Suprema Corte dos EUA derruba tarifaço de Trump; empresas brasileiras reagem

Suprema Corte dos EUA derruba tarifaço de Trump; empresas brasileiras reagem

A Suprema Corte dos Estados Unidos derrubou parte central do tarifaço de Donald Trump, reacendendo o debate sobre as empresas brasileiras listadas na B3 que podem se beneficiar da redução de barreiras comerciais com os EUA. No entanto, a decisão trouxe uma nova camada de incerteza, já que Trump anunciou uma tarifa global provisória que foi elevada para 15% com efeito imediato.

Impacto nas Empresas Brasileiras

Analistas consultados indicam que a WEG (WEGE3) é uma das empresas mais afetadas, devido à sua significativa exposição à América do Norte e à venda de bens de maior valor agregado. O CEO da MA7 Negócios, André Matos, afirma que o impacto será gradual, inicialmente refletindo na receita e volume, e posteriormente nas margens.

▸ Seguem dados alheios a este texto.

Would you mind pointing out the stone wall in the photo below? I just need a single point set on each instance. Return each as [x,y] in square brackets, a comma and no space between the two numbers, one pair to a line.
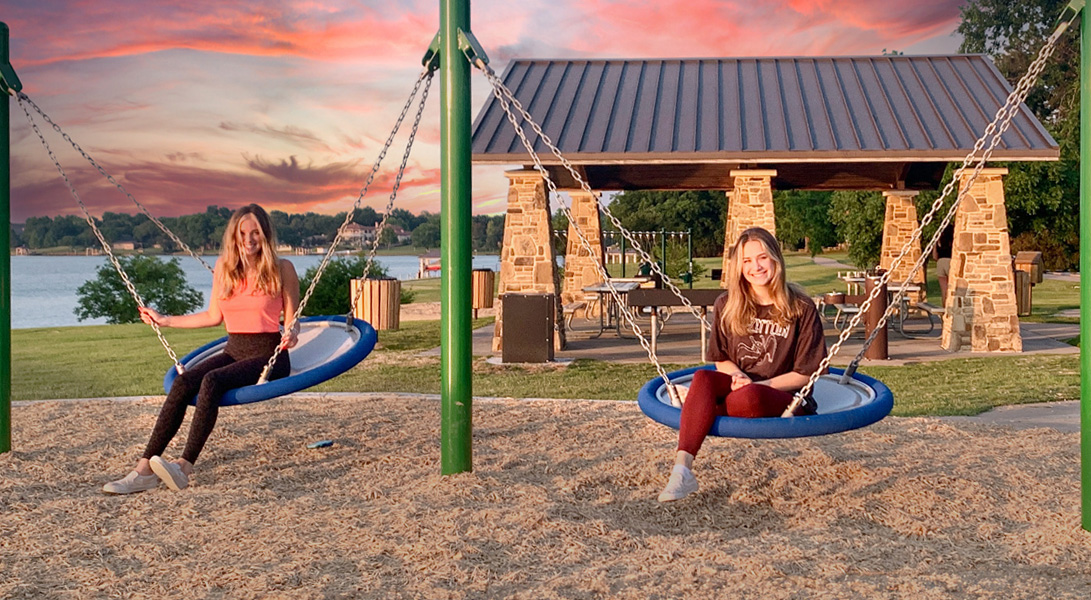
[582,268]
[527,261]
[981,311]
[750,204]
[898,228]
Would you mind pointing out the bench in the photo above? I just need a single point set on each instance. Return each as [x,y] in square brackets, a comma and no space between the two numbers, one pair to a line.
[657,299]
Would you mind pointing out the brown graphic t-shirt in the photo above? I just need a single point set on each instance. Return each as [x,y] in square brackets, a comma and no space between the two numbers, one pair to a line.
[770,348]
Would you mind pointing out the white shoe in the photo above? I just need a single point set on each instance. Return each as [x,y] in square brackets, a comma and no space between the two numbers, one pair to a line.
[171,473]
[132,483]
[681,484]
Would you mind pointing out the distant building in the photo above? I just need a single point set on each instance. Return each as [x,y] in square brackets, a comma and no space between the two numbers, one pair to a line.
[357,235]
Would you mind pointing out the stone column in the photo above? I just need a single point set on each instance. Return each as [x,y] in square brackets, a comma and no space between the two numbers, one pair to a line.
[582,268]
[527,261]
[981,297]
[898,228]
[750,204]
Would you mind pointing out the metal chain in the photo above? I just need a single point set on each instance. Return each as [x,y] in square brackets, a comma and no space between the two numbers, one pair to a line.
[23,97]
[993,132]
[506,99]
[426,76]
[102,240]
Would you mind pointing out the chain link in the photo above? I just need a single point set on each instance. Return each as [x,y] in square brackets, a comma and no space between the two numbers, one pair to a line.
[102,240]
[993,132]
[23,97]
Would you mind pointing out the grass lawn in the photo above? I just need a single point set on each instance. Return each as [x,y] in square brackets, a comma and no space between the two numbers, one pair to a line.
[127,360]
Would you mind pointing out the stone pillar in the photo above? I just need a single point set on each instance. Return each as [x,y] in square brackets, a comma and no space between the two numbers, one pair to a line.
[582,268]
[750,204]
[898,228]
[981,313]
[527,261]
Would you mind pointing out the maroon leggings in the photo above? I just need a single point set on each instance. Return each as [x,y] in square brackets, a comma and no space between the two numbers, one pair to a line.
[710,396]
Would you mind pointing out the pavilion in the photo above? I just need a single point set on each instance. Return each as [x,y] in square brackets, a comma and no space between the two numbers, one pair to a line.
[750,125]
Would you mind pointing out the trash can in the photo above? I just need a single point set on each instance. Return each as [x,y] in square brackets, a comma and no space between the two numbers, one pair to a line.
[484,283]
[378,301]
[1022,292]
[527,327]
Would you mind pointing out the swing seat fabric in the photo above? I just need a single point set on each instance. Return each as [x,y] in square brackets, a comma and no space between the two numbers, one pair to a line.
[859,403]
[326,348]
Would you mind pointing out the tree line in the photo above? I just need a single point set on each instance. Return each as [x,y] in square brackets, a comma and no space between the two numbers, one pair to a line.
[204,230]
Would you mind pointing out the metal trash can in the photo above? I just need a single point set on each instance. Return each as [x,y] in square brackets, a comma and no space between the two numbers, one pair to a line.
[527,327]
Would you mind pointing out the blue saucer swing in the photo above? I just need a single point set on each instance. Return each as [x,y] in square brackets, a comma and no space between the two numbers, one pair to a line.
[858,403]
[327,347]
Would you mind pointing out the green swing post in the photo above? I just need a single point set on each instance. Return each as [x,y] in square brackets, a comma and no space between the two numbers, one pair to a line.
[1084,267]
[456,334]
[9,83]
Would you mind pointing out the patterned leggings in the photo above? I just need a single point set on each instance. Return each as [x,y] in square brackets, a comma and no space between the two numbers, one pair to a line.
[710,396]
[240,364]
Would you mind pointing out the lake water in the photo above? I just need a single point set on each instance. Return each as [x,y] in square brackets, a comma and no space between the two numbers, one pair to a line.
[44,288]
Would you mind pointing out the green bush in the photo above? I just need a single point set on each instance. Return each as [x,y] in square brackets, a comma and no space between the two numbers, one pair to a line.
[160,284]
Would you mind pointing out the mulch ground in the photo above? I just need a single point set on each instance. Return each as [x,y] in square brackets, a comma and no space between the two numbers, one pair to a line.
[561,504]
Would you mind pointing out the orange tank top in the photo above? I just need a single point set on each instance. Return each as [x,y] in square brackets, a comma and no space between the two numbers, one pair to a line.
[250,311]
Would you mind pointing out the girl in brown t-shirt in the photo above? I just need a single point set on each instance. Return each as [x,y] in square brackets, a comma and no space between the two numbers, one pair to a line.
[767,340]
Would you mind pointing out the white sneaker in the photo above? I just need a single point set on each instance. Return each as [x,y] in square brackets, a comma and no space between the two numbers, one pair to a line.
[132,483]
[681,484]
[171,473]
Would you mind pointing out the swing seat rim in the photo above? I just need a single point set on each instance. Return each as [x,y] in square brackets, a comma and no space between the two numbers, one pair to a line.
[867,412]
[366,338]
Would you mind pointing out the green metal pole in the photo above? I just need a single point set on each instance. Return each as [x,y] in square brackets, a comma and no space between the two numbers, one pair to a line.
[6,263]
[456,211]
[688,242]
[1086,271]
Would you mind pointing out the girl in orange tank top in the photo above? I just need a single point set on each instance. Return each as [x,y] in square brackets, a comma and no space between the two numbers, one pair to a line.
[252,289]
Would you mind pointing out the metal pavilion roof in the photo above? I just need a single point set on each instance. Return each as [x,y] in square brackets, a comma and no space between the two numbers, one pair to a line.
[823,122]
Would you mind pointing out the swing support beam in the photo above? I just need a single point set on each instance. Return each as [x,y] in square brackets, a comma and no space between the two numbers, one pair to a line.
[1084,262]
[456,354]
[10,84]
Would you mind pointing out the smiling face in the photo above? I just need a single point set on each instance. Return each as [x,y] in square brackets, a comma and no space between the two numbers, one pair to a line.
[250,237]
[758,267]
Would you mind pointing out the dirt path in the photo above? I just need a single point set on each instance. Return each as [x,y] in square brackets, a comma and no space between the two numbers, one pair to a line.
[561,504]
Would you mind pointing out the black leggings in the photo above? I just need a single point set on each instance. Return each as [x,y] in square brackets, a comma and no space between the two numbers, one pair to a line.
[240,364]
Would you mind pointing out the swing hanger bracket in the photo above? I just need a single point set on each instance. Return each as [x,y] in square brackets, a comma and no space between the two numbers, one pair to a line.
[9,80]
[467,44]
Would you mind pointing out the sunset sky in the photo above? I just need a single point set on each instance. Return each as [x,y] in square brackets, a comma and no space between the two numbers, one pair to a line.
[287,103]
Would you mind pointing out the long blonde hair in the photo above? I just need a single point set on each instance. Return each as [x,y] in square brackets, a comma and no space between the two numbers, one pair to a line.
[742,304]
[234,272]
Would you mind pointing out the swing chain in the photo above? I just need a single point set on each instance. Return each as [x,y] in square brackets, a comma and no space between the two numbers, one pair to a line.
[993,132]
[57,128]
[102,239]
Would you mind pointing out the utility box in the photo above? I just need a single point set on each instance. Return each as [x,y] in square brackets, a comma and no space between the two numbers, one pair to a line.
[1030,262]
[528,327]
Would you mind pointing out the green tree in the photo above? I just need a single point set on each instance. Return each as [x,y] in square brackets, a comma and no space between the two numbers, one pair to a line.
[803,220]
[160,284]
[333,292]
[699,212]
[859,219]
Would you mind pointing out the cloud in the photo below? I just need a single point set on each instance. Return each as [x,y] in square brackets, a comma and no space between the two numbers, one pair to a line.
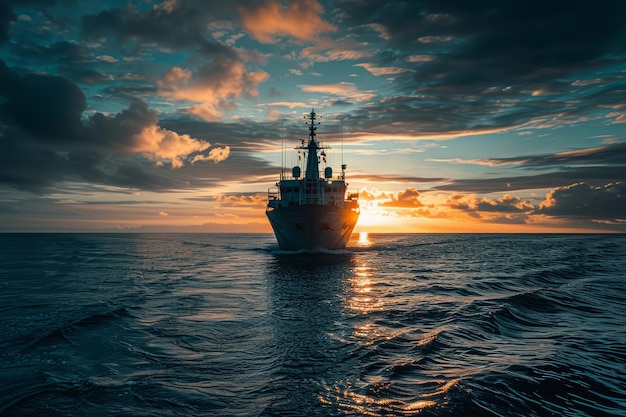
[596,166]
[6,17]
[45,139]
[213,85]
[216,155]
[241,199]
[408,198]
[505,204]
[299,19]
[343,89]
[606,202]
[378,71]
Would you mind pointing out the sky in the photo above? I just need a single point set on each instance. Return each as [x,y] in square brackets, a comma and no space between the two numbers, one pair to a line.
[452,116]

A Embraer (EMBR3) também é destacada, atuando em uma cadeia sensível a tarifas, com contratos e serviços nos EUA. O sócio-fundador do Hub do Investidor, Jayme Simão, ressalta que a previsibilidade é crucial para a empresa, que planeja um investimento de US$ 70 milhões para ampliar sua capacidade no Texas.

Outra companhia mencionada é a Tupy (TUPY3), que se beneficia de ganhos de escala e volume, com a América do Norte representando 36% das receitas no segundo trimestre do ano passado.

Setor de Commodities e Exportadoras

No setor de exportadoras, a Klabin (KLBN11) reportou 35% da receita líquida no mercado externo e pode se beneficiar de uma alocação mais eficiente de volumes. Já a Suzano (SUZB3) deve ver ganhos mais relacionados ao volume e geração de caixa do que à margem.

Entre os frigoríficos, Minerva (BEEF3) pode oferecer dividendos adicionais aos acionistas, beneficiando-se de um cenário favorável que impacta receita e margem.

Perspectivas para a Petrobras

A Petrobras (PETR4) deve focar em volume e geração de caixa, ao invés de margens, considerando o contexto de exportação de óleo e a dinâmica do mercado doméstico.

Reação do Mercado

Os analistas concordam que o mercado tende a reagir rapidamente às mudanças de cenário, com a expectativa de que a precificação inicial ocorra antes de melhorias nos dividendos. Contudo, a elevação da tarifa pode reduzir o alívio competitivo, especialmente para cadeias sensíveis a preços e ciclos.

Opinião

A decisão da Suprema Corte dos EUA traz um misto de alívio e incerteza para as empresas brasileiras, que agora precisam navegar em um cenário mais complexo de tarifas e comércio internacional.